Rumble‑San is interested in the cross over of code with art and music and has created and been involved with a number of projects along these lines. He is one half of LiveCodeLab, a duo doing live coded audio-visual performances at venues ranging from boats and warehouses parties to the London Science Museum.

rumblesan.com

digital selves

Lizzie Wilson is currently studying a PhD in Media and Arts Technology at Queen Mary, University of London as part of the Centre for Digital Music.

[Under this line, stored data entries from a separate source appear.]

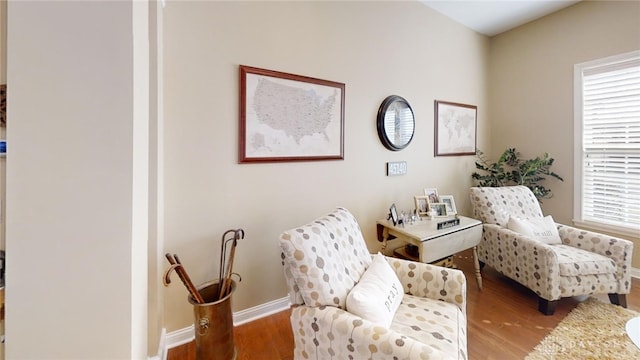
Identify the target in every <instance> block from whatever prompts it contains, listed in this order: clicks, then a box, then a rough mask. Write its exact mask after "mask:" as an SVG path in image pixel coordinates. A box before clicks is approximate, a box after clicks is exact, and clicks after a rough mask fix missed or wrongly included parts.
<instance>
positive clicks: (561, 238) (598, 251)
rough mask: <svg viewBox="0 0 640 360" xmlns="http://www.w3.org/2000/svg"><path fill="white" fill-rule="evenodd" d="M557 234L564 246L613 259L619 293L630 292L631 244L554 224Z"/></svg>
mask: <svg viewBox="0 0 640 360" xmlns="http://www.w3.org/2000/svg"><path fill="white" fill-rule="evenodd" d="M556 225H557V226H558V233H559V234H560V238H561V239H562V243H563V244H565V245H569V246H573V247H577V248H580V249H583V250H587V251H591V252H594V253H596V254H600V255H602V256H606V257H608V258H610V259H613V261H615V263H616V267H617V270H618V271H617V279H618V284H619V286H621V287H622V288H621V289H620V290H619V291H620V293H624V294H626V293H628V292H629V291H630V290H631V260H632V258H633V242H632V241H629V240H625V239H621V238H618V237H615V236H609V235H605V234H601V233H597V232H595V231H588V230H583V229H578V228H576V227H572V226H568V225H563V224H556Z"/></svg>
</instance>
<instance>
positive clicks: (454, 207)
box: [440, 195, 458, 216]
mask: <svg viewBox="0 0 640 360" xmlns="http://www.w3.org/2000/svg"><path fill="white" fill-rule="evenodd" d="M440 202H441V203H444V204H445V205H446V206H447V216H449V215H455V214H457V213H458V210H457V209H456V202H455V200H453V195H440Z"/></svg>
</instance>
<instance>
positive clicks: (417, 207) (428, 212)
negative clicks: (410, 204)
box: [413, 195, 429, 216]
mask: <svg viewBox="0 0 640 360" xmlns="http://www.w3.org/2000/svg"><path fill="white" fill-rule="evenodd" d="M413 199H414V201H415V203H416V213H418V215H420V216H427V215H429V197H428V196H426V195H417V196H414V197H413Z"/></svg>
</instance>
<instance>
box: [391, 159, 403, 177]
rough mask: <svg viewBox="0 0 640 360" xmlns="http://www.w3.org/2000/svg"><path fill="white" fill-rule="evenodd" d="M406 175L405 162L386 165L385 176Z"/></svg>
mask: <svg viewBox="0 0 640 360" xmlns="http://www.w3.org/2000/svg"><path fill="white" fill-rule="evenodd" d="M406 173H407V162H406V161H391V162H388V163H387V176H398V175H404V174H406Z"/></svg>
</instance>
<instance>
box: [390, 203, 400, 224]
mask: <svg viewBox="0 0 640 360" xmlns="http://www.w3.org/2000/svg"><path fill="white" fill-rule="evenodd" d="M389 220H391V222H392V223H393V226H396V225H398V222H399V221H400V220H399V219H398V210H397V209H396V204H391V207H389Z"/></svg>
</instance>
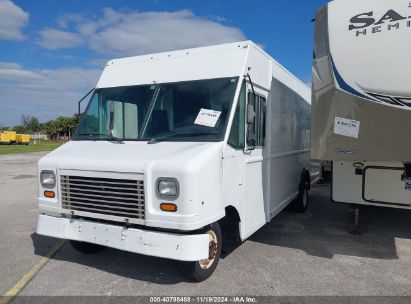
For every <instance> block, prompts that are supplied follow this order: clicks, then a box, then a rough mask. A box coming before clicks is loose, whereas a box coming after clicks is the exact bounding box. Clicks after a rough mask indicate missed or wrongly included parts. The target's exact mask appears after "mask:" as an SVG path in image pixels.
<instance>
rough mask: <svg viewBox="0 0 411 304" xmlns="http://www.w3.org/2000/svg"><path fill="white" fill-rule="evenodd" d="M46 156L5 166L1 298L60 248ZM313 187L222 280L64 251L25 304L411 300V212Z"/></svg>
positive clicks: (260, 240)
mask: <svg viewBox="0 0 411 304" xmlns="http://www.w3.org/2000/svg"><path fill="white" fill-rule="evenodd" d="M42 155H44V154H43V153H32V154H19V155H3V156H0V273H1V279H0V292H1V293H2V294H4V293H5V292H6V291H7V290H9V289H10V288H11V287H12V286H13V285H14V284H15V283H16V282H17V281H19V280H20V279H21V277H22V276H24V275H25V274H26V273H27V272H28V271H30V269H31V268H32V266H33V265H34V264H35V263H36V262H37V261H39V260H40V259H41V258H42V257H44V256H46V254H47V253H48V252H49V251H50V249H51V248H52V247H53V246H54V245H55V244H56V243H57V242H58V240H56V239H52V238H47V237H43V236H39V235H36V234H35V229H36V216H37V206H36V197H37V183H36V162H37V160H38V159H39V158H40V157H41V156H42ZM329 191H330V189H329V185H315V186H314V187H313V189H312V190H311V192H310V206H309V209H308V211H307V212H306V213H305V214H295V213H291V212H288V211H284V212H282V213H281V214H279V215H278V216H277V217H275V218H274V219H273V221H272V222H271V223H269V224H267V225H266V226H265V227H263V228H262V229H260V230H259V231H258V232H257V233H255V234H254V235H253V236H252V237H251V238H250V239H249V240H247V241H246V242H244V243H243V244H241V245H240V246H238V247H236V248H233V249H231V250H229V251H227V252H225V253H224V255H223V258H222V259H221V260H220V263H219V265H218V267H217V270H216V272H215V273H214V275H213V276H212V277H211V278H210V279H209V280H207V281H205V282H202V283H192V282H190V281H188V280H187V279H186V278H185V277H184V276H182V275H181V273H180V268H181V266H182V264H181V263H177V262H174V261H170V260H165V259H158V258H154V257H148V256H142V255H138V254H133V253H128V252H122V251H118V250H114V249H109V248H108V249H107V250H105V251H103V252H101V253H98V254H95V255H85V254H81V253H79V252H76V251H74V250H73V249H72V248H71V246H70V244H69V243H68V242H66V243H65V244H64V245H63V247H62V248H61V250H60V251H58V252H57V254H56V255H54V256H53V257H52V258H51V259H50V260H49V261H48V263H47V264H46V265H45V267H44V268H43V269H42V270H41V271H39V272H38V273H37V274H36V276H35V277H34V278H33V280H32V281H31V282H30V283H29V284H28V285H27V286H26V287H25V288H24V289H23V290H22V291H21V293H20V294H21V295H54V296H56V295H121V296H128V295H281V296H298V295H304V296H310V295H319V296H324V295H330V296H333V295H339V296H359V295H374V296H381V295H385V296H389V295H393V296H395V295H411V212H410V211H404V210H400V209H386V208H369V207H367V208H363V209H362V210H361V217H360V229H361V234H360V235H355V234H352V233H350V231H351V230H352V223H353V213H352V212H350V208H349V206H347V205H342V204H335V203H331V202H329Z"/></svg>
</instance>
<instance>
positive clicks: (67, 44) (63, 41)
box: [38, 29, 83, 50]
mask: <svg viewBox="0 0 411 304" xmlns="http://www.w3.org/2000/svg"><path fill="white" fill-rule="evenodd" d="M39 34H40V37H41V38H40V40H39V41H38V44H39V45H40V46H42V47H44V48H46V49H49V50H56V49H62V48H72V47H75V46H79V45H81V44H83V40H82V37H81V36H80V35H78V34H76V33H70V32H66V31H62V30H56V29H43V30H41V31H40V32H39Z"/></svg>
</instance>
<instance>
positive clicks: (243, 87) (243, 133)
mask: <svg viewBox="0 0 411 304" xmlns="http://www.w3.org/2000/svg"><path fill="white" fill-rule="evenodd" d="M244 142H245V82H243V84H242V86H241V92H240V96H239V98H238V103H237V107H236V110H235V114H234V119H233V123H232V126H231V131H230V137H229V138H228V144H229V145H231V146H232V147H233V148H235V149H243V148H244V146H245V144H244Z"/></svg>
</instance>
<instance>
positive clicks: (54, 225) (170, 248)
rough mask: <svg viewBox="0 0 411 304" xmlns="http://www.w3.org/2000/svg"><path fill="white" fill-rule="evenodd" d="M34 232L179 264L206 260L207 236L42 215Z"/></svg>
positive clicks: (207, 236)
mask: <svg viewBox="0 0 411 304" xmlns="http://www.w3.org/2000/svg"><path fill="white" fill-rule="evenodd" d="M37 233H38V234H41V235H46V236H51V237H56V238H61V239H69V240H75V241H82V242H88V243H93V244H99V245H103V246H107V247H112V248H116V249H120V250H124V251H130V252H134V253H139V254H144V255H149V256H155V257H160V258H167V259H173V260H179V261H199V260H203V259H206V258H208V247H209V236H208V234H191V235H187V234H184V235H183V234H176V233H168V232H155V231H146V230H142V229H135V228H126V227H122V226H117V225H111V224H102V223H97V222H92V221H86V220H81V219H67V218H58V217H53V216H48V215H44V214H40V215H39V216H38V223H37Z"/></svg>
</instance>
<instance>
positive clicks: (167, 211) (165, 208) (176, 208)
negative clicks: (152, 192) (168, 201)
mask: <svg viewBox="0 0 411 304" xmlns="http://www.w3.org/2000/svg"><path fill="white" fill-rule="evenodd" d="M160 209H161V210H163V211H167V212H176V211H177V205H175V204H171V203H162V204H160Z"/></svg>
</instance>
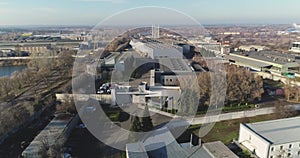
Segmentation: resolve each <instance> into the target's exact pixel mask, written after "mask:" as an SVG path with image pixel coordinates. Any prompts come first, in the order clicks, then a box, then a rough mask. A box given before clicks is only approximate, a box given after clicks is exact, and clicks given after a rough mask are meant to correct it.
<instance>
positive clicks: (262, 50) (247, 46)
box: [236, 45, 269, 52]
mask: <svg viewBox="0 0 300 158" xmlns="http://www.w3.org/2000/svg"><path fill="white" fill-rule="evenodd" d="M268 49H269V48H268V47H266V46H259V45H250V46H240V47H239V48H238V49H236V51H238V50H241V51H247V52H250V51H256V52H259V51H263V50H268Z"/></svg>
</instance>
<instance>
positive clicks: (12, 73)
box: [0, 66, 26, 77]
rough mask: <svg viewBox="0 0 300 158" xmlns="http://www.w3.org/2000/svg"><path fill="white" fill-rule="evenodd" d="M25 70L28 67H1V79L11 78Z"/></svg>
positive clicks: (20, 66)
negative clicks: (9, 76) (2, 78)
mask: <svg viewBox="0 0 300 158" xmlns="http://www.w3.org/2000/svg"><path fill="white" fill-rule="evenodd" d="M25 68H26V66H3V67H1V66H0V77H9V76H11V75H12V74H13V73H14V72H20V71H22V70H24V69H25Z"/></svg>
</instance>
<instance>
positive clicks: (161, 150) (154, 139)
mask: <svg viewBox="0 0 300 158" xmlns="http://www.w3.org/2000/svg"><path fill="white" fill-rule="evenodd" d="M159 146H162V147H161V148H159V149H156V148H157V147H159ZM126 157H127V158H141V157H143V158H149V157H163V158H184V157H190V158H221V157H226V158H238V157H237V156H236V155H235V154H234V153H233V152H232V151H230V150H229V149H228V148H227V147H226V146H225V145H224V144H223V143H222V142H220V141H218V142H211V143H204V144H201V140H198V142H197V141H193V139H192V140H191V141H190V142H188V143H182V144H179V143H178V142H177V141H176V139H175V138H174V136H173V135H172V133H171V132H170V131H169V129H168V128H161V129H158V130H156V131H154V132H153V134H152V135H151V136H149V137H148V138H147V139H145V140H143V141H140V142H137V143H132V144H127V145H126Z"/></svg>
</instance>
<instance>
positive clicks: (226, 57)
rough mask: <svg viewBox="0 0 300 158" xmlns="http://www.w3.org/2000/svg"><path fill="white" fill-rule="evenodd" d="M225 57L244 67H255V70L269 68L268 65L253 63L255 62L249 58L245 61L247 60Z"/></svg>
mask: <svg viewBox="0 0 300 158" xmlns="http://www.w3.org/2000/svg"><path fill="white" fill-rule="evenodd" d="M225 57H226V58H227V59H229V60H234V61H236V62H241V63H243V64H245V65H248V66H254V67H257V68H263V67H267V66H271V65H270V64H267V63H264V62H259V61H255V60H252V59H251V58H248V59H247V58H242V57H239V56H233V55H225Z"/></svg>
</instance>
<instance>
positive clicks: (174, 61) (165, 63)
mask: <svg viewBox="0 0 300 158" xmlns="http://www.w3.org/2000/svg"><path fill="white" fill-rule="evenodd" d="M158 60H159V63H160V65H161V67H160V68H161V70H162V71H170V70H171V71H173V72H175V73H176V72H192V69H191V68H190V67H189V65H188V64H187V62H186V61H185V60H184V59H169V58H161V59H158Z"/></svg>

Also playing music with code as digital selves

lwlsn.github.io/digitalselves-web

Heavy Lifting

Lucy Cheesman aka Heavy Lifting makes sound installations as part of creative collective SONA and performs solo live coded music using open-source software and in collaboration as TYPE. She also runs a record label called Pickled Discs which is dedicated to promoting experimental electronic sounds.

Heavy Lifting is the main solo project, using TidalCycles live-coding software to scramble samples into seasick beats. For fans of woodwork and minor deities.